NEW YORK —Marymount College students who serve as mentors to local Hispanic middle school girls in the College’s Club Amigas program celebrated the holiday season with their mentees in Butler Parlors on Dec. 14. More than one dozen Marymount students serve as mentors to 34 middle school girls from Sleepy Hollow Middle School, down the road from the College, and East View Middle School, in White Plains, N.Y.

Photo by Pat McMahon.

Each Marymount mentor meets with her middle-school students weekly for tutoring and talk. The role-model program seeks to help the daughters of Hispanic immigrants fulfill their academic and social potential while exposing them positively to the College world. Hispanic girls have the highest high-school dropout rate—30 percent don’t receive diplomas—of any racial or ethnic group and are the least likely to earn a college degree. The Club Amigas program hopes to encourage more young Hispanic women to finish high school and consider college.

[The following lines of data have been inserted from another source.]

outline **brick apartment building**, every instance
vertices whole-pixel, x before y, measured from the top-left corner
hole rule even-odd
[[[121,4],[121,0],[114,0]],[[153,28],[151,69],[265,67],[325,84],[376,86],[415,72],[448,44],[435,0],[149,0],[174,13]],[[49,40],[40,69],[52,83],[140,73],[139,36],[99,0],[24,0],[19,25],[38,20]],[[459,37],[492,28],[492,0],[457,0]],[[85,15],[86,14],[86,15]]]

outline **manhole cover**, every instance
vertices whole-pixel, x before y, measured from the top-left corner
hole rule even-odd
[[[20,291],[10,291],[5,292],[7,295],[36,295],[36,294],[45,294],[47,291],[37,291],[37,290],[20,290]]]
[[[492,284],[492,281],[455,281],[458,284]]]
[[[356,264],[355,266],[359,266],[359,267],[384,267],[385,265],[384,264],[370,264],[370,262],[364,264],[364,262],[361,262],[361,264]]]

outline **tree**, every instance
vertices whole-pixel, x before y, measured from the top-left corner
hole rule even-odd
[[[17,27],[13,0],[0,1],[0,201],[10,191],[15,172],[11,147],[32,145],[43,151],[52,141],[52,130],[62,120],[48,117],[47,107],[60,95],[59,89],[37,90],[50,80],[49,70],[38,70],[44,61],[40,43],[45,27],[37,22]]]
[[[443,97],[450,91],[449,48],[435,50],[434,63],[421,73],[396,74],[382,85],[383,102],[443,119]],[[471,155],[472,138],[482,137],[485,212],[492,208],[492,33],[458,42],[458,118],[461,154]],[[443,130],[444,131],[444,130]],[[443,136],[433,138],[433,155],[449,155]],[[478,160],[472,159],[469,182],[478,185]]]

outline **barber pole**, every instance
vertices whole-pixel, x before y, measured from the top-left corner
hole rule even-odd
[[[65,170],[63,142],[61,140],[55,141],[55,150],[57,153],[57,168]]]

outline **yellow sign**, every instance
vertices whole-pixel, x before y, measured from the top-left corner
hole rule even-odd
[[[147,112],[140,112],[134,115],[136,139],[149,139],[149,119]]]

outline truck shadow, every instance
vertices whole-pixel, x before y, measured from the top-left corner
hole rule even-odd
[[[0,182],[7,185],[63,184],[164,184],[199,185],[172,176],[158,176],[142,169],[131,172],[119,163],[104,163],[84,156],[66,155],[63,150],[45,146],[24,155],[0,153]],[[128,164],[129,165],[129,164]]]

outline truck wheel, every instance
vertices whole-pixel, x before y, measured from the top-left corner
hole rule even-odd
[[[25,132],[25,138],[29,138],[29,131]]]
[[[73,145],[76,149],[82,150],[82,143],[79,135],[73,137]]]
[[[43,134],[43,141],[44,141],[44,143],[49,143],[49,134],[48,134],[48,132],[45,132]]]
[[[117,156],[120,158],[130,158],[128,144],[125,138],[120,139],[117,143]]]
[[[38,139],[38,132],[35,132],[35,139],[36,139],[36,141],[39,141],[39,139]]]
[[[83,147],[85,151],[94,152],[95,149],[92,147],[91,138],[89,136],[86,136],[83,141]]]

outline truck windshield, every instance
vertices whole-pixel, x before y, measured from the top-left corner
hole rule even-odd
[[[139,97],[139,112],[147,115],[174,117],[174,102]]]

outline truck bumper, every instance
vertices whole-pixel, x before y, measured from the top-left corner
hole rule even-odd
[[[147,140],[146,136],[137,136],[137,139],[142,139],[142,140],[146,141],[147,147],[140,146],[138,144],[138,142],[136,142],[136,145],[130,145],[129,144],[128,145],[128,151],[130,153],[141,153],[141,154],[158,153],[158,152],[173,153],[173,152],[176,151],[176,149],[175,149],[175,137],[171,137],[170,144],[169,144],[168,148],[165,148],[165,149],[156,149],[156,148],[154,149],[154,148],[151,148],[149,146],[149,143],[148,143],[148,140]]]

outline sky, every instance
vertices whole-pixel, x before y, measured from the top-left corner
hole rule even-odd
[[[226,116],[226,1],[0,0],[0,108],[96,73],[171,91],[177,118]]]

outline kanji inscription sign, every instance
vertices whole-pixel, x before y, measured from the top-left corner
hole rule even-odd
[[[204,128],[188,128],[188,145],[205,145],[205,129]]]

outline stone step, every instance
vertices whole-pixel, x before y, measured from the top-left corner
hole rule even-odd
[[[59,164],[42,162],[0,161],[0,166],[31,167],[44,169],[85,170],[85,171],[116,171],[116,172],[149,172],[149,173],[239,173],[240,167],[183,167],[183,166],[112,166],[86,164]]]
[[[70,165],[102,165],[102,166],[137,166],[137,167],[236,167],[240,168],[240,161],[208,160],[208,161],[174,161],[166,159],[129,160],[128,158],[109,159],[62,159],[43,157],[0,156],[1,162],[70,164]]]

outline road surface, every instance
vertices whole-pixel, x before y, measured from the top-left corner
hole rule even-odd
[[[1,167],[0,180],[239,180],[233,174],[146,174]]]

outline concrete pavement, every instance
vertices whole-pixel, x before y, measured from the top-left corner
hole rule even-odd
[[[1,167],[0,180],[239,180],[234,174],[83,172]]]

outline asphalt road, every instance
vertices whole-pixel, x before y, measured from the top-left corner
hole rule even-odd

“It’s all about relationships,” said Ellen Silber, Ph.D., professor of French and director of the Marymount Institute for the Education of Women and Girls, which sponsors the program. Silber explained that getting together to celebrate the season is just another way to foster this important connection.

Founded in 1992, the Marymount Institute for the Education of Women and Girls is a national center whose mission is to create knowledge and awareness of women’s and girls’ experiences in classrooms at all levels. The institute seeks to help teachers and administrators, parents and policy-makers to identify the educational needs of women and girls and translate them into gender-equitable programs for students.